Tensiones transatlánticas

A medida que las colonias americanas se emancipaban de España, la lengua parecía el elemento propicio para rehacer en el espíritu lo que se perdía en las instituciones: la unidad transatlántica del ámbito hispánico. Definir una raza es científicamente difícil y éticamente peligroso; una lengua expresa, en cambio, según la visión romántica fijada por Humboldt, una "visión nacional del mundo". Pero esa fórmula, lejos de solucionar el problema, fue la piedra de toque que generó el debate: ¿de qué nación se trataba: del conjunto de los hablantes del castellano -como quisieron, por ejemplo, Clarín, Unamuno y Maeztu- o de la inflexión peculiar que cada uno de los países americanos iba modulando en la lengua? Esta tensión, que atraviesa el siglo XIX, se hace patente con el modernismo, el primer movimiento literario de gran relevancia surgido en América Latina. Esta corriente, que renovó la poesía en lengua castellana entre los últimos años del siglo XIX y los primeros del XX, representaba la aspiración de un grupo de poetas americanos a ganarse la sincronía, la contemporaneidad con las grandes literaturas europeas.

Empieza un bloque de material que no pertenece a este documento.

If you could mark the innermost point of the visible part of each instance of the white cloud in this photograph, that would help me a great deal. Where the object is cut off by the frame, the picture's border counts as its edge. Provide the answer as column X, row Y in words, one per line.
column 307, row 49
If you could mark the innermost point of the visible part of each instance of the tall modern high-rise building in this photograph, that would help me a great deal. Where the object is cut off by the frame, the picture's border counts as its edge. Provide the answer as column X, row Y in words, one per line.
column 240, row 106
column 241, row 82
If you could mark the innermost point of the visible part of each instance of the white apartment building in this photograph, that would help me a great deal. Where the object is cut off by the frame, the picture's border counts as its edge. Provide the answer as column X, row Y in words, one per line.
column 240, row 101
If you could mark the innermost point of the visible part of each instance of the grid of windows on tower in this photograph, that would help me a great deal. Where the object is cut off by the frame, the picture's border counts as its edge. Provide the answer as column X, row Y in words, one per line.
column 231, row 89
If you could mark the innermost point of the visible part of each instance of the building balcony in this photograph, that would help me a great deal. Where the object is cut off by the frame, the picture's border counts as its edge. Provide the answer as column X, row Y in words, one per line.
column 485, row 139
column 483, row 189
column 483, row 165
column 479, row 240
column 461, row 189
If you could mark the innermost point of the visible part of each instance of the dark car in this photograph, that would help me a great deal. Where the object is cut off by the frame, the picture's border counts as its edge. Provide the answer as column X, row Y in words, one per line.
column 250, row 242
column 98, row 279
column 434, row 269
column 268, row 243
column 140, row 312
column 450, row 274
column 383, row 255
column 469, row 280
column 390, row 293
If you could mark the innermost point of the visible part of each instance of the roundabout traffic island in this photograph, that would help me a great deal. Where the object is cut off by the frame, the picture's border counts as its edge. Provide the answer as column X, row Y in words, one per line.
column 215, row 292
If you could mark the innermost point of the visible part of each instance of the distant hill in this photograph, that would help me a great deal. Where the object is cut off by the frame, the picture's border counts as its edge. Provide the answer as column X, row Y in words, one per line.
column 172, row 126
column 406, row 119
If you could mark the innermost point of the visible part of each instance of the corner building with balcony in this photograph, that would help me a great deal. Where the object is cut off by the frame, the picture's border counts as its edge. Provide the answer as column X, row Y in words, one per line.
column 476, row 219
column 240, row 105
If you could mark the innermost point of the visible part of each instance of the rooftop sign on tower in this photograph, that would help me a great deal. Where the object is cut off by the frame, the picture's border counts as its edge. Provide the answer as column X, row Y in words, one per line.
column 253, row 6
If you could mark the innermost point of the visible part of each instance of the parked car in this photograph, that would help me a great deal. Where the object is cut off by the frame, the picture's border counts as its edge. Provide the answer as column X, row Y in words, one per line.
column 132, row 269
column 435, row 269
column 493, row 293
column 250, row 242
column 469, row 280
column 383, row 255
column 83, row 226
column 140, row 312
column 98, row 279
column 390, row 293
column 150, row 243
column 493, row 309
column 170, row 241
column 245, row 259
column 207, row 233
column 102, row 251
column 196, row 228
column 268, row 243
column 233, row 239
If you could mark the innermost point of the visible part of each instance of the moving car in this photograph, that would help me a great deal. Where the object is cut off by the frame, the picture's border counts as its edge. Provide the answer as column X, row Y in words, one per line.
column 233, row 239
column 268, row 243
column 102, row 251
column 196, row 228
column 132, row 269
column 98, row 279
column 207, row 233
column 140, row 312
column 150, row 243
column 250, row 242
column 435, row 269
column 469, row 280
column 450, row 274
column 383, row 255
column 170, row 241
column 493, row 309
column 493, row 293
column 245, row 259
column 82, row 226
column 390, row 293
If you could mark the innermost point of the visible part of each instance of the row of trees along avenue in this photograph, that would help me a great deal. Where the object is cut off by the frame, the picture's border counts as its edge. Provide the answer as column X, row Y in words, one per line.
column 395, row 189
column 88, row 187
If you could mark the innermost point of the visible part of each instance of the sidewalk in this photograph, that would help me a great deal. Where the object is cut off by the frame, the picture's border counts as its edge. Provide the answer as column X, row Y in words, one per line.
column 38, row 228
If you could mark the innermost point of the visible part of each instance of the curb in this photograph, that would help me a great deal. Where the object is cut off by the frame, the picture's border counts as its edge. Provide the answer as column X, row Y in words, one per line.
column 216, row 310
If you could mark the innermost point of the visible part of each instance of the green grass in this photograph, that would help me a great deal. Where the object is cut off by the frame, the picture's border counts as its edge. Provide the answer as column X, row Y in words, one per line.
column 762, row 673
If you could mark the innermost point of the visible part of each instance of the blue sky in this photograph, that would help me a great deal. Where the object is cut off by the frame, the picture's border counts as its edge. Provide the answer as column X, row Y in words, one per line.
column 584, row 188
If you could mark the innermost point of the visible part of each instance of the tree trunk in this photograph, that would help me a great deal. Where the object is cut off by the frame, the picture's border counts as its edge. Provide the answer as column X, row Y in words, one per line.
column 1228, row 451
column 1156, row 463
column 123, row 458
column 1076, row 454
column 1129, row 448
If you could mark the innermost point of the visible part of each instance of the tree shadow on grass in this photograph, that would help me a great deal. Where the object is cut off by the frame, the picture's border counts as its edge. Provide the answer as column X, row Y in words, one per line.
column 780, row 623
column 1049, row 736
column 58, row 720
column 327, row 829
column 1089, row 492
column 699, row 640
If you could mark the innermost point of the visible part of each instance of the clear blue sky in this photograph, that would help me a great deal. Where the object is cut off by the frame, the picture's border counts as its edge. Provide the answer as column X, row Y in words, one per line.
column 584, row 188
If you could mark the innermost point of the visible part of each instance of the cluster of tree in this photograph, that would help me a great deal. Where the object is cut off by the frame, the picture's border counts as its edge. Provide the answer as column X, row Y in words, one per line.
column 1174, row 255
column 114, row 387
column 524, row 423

En el trasfondo de esta guerra por la posesión de la mejor lengua dentro de la lengua estaba la lucha entre el origen y el proyecto, entre la normativa y la heterodoxia

Aunque la empresa modernista no podía hacerse sino a partir de un conocimiento profundo de las formas y potencialidades del verso castellano, no es menos cierto que una parte de sus fuerzas iban dirigidas contra la resistencia a la modernidad con la que América identificaba a España. El argentino Leopoldo Lugones realizó un esfuerzo hercúleo para demostrar, en El payador (1916), que el castellano argentino era una lengua más viva e incluso más pura que la peninsular -pureza romántica opuesta, aquí, a corrección normativa-, por haberse desgajado de ésta antes de la "latinización" del siglo XVI y de la sujeción a las normas académicas: "Nuestro castellano, menos correcto que el de los españoles, aventájalo en eficacia como instrumento de expresión, al resultar más acorde con las exigencias de una vida más premiosa: que tal, y por la misma exigencia ineludible del progreso, fue, desde la conquista, la vida americana".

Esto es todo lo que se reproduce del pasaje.